2017-04-21阅读 221 文慧园路三号 我要关注


北影节期间,适逢两部改编电影在院线热映:五阿哥执导的《嫌疑人X的献身》和寡姐主演的《攻壳机动队》。两部片子努力忠实于原著,却都引发了改编无法超越原作的批评,因为在许多人心中,原作实属难以超越之精彩。
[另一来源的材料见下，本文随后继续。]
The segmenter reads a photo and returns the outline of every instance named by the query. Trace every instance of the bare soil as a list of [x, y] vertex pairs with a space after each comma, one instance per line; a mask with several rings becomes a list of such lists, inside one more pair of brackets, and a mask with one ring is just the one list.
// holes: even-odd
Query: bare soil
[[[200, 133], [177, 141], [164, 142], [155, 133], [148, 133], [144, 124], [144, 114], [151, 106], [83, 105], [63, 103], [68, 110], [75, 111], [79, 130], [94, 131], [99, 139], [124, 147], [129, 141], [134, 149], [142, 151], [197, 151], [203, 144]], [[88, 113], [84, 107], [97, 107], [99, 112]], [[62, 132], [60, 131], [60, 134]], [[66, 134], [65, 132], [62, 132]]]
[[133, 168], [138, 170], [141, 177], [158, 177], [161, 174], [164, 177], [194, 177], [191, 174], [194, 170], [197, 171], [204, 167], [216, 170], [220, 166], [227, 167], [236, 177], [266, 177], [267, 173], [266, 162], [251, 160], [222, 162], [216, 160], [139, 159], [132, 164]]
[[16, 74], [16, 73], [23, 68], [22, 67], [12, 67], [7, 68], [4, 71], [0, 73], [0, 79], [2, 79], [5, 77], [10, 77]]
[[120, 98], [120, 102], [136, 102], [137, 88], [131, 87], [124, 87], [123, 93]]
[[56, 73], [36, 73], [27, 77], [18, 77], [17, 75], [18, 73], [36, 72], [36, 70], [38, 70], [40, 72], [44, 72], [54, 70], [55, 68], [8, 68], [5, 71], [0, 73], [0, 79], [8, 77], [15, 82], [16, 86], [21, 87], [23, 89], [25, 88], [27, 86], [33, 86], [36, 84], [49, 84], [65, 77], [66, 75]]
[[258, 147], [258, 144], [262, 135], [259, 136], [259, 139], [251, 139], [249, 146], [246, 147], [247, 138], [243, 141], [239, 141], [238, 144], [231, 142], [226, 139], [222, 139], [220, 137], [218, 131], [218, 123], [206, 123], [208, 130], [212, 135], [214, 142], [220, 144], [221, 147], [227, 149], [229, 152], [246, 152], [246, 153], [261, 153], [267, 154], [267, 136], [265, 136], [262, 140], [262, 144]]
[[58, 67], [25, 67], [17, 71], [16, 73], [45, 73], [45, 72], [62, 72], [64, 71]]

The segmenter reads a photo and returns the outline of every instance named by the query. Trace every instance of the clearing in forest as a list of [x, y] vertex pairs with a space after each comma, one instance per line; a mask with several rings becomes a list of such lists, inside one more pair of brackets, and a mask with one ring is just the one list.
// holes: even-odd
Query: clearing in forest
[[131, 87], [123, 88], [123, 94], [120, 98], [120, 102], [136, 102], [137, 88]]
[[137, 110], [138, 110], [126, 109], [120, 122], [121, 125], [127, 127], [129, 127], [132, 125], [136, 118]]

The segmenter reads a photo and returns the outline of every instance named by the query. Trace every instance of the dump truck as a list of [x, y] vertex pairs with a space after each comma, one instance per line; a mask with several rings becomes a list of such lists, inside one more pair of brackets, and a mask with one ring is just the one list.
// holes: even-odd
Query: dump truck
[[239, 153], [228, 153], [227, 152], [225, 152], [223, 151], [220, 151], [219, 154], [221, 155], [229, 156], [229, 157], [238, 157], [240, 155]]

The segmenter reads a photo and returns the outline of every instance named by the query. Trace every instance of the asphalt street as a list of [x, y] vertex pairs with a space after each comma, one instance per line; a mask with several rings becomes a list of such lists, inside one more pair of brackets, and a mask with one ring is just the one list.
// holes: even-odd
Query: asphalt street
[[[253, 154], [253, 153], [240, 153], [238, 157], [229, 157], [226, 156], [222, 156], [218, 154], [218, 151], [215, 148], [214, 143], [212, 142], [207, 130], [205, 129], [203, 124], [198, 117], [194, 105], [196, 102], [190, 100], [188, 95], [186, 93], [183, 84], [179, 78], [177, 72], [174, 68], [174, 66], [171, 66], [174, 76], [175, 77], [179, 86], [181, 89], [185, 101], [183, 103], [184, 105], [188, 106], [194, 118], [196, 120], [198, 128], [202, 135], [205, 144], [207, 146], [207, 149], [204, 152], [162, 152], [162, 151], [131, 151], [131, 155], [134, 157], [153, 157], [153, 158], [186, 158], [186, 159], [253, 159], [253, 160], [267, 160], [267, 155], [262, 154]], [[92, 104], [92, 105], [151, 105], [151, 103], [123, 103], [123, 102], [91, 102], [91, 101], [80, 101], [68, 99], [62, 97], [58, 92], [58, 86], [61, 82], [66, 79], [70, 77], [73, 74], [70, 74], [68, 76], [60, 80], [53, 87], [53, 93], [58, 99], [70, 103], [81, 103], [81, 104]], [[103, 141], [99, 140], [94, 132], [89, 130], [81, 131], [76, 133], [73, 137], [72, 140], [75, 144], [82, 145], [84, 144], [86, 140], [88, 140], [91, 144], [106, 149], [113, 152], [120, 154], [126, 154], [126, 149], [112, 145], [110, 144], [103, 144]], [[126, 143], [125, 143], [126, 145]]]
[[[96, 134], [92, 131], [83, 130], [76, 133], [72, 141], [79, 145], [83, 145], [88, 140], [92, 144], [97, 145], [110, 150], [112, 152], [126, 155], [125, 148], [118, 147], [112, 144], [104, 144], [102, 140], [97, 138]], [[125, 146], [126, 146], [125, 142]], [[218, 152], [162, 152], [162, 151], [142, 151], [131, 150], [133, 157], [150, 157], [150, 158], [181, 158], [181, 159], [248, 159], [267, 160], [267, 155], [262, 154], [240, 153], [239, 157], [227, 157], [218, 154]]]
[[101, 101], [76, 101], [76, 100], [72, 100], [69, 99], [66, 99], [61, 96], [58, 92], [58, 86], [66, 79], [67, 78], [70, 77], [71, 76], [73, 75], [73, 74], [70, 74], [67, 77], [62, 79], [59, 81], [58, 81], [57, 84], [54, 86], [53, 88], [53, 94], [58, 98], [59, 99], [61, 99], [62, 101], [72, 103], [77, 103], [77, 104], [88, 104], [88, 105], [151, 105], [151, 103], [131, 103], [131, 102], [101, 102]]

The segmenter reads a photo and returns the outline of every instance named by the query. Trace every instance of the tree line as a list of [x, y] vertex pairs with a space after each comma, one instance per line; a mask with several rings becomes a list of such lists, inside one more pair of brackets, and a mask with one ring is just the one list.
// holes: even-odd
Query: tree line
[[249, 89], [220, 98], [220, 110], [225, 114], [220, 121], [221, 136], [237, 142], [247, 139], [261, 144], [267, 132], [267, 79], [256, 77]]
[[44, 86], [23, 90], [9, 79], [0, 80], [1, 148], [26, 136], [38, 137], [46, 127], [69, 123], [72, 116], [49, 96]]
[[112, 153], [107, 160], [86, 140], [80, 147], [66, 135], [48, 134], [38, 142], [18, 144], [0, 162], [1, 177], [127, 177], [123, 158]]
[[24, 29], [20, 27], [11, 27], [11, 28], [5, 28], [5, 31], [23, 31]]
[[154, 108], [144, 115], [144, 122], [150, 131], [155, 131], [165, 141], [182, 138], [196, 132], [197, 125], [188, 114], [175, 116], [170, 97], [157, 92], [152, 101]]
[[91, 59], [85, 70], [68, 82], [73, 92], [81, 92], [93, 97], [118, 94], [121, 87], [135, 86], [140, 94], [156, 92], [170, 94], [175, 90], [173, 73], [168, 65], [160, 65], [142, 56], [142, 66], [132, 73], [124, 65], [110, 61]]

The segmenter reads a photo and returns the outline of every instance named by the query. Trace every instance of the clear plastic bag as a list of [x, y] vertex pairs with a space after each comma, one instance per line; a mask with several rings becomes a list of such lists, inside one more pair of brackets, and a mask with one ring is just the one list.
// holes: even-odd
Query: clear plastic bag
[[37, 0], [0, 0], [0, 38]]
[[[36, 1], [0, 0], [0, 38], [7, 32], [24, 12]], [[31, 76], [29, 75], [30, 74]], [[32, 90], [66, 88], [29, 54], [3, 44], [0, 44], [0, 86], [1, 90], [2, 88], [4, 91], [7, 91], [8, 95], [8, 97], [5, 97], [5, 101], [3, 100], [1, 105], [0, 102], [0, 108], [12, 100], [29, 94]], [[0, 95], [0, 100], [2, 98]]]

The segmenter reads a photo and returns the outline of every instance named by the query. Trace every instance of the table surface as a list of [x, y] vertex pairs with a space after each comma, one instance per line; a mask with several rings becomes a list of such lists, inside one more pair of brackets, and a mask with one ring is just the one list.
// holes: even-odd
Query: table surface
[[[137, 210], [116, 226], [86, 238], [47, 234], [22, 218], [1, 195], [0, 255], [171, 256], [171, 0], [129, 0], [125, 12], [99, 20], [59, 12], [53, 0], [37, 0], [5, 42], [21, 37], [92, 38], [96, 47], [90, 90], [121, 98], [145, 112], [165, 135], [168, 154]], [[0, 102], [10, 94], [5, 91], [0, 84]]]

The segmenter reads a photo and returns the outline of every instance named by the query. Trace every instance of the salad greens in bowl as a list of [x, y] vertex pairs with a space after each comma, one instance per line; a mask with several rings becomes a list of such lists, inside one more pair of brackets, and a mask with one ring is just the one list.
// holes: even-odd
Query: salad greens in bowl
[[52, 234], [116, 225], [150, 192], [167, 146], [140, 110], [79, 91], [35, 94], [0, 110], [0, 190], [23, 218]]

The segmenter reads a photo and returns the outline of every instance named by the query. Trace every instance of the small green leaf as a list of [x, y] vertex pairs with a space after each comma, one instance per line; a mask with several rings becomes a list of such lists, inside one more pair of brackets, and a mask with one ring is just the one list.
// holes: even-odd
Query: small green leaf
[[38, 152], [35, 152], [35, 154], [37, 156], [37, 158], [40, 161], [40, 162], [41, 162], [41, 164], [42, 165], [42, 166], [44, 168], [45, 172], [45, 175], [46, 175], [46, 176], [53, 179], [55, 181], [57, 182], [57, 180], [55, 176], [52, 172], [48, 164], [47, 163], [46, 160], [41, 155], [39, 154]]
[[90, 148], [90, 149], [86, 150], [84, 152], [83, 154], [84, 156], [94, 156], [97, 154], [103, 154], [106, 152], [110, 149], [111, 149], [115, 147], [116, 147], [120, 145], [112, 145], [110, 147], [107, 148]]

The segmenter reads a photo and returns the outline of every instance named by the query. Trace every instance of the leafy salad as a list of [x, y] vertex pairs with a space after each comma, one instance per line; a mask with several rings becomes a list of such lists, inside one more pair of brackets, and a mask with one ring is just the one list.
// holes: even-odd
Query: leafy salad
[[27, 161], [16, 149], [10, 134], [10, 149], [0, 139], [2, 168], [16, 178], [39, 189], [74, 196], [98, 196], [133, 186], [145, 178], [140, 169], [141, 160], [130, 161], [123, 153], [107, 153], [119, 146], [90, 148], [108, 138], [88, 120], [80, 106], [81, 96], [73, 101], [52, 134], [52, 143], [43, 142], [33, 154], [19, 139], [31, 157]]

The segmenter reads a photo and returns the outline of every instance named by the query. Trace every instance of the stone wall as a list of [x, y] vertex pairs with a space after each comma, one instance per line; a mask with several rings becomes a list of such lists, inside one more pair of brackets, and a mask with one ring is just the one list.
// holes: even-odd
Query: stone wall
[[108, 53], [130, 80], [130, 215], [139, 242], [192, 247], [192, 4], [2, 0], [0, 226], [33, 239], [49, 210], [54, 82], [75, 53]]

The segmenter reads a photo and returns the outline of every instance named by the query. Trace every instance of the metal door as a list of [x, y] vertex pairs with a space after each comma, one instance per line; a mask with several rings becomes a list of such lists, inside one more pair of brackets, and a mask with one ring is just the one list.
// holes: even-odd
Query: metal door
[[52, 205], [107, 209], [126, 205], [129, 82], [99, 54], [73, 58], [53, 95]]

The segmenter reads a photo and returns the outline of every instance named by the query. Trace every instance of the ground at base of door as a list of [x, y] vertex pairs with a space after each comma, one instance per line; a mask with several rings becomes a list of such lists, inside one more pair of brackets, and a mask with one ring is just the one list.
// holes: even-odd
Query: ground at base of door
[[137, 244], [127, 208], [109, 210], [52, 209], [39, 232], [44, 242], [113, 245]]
那么,对于已经很精彩的神作,改编电影是否真的无法“超越”呢?

 

看完北影节的特别放映单元的四部影片,你会对这个问题有自己的答案。

 

本次北影节特别放映单元特地将两组相似故事的电影对置放映,一组是中美对决:弗兰克鲍沙其的美版《马路天使》(1928)与袁牧之的经典作品《马路天使》(1937),另一组,是中日较量:黑泽明的《在底层》(1957)和黄佐临的《夜店》(1947)

 

美版《马路天使》已算得上神作。这个1928年的默片故事本身,承袭了格里菲斯《赖婚》中构建起来的,可怜弱女失贞受辱-被救赎的虐心情节剧模式。这次,珍妮·盖伊饰演的因贫穷而走上绝路的美丽少女,遇上了单纯痴心的穷画家。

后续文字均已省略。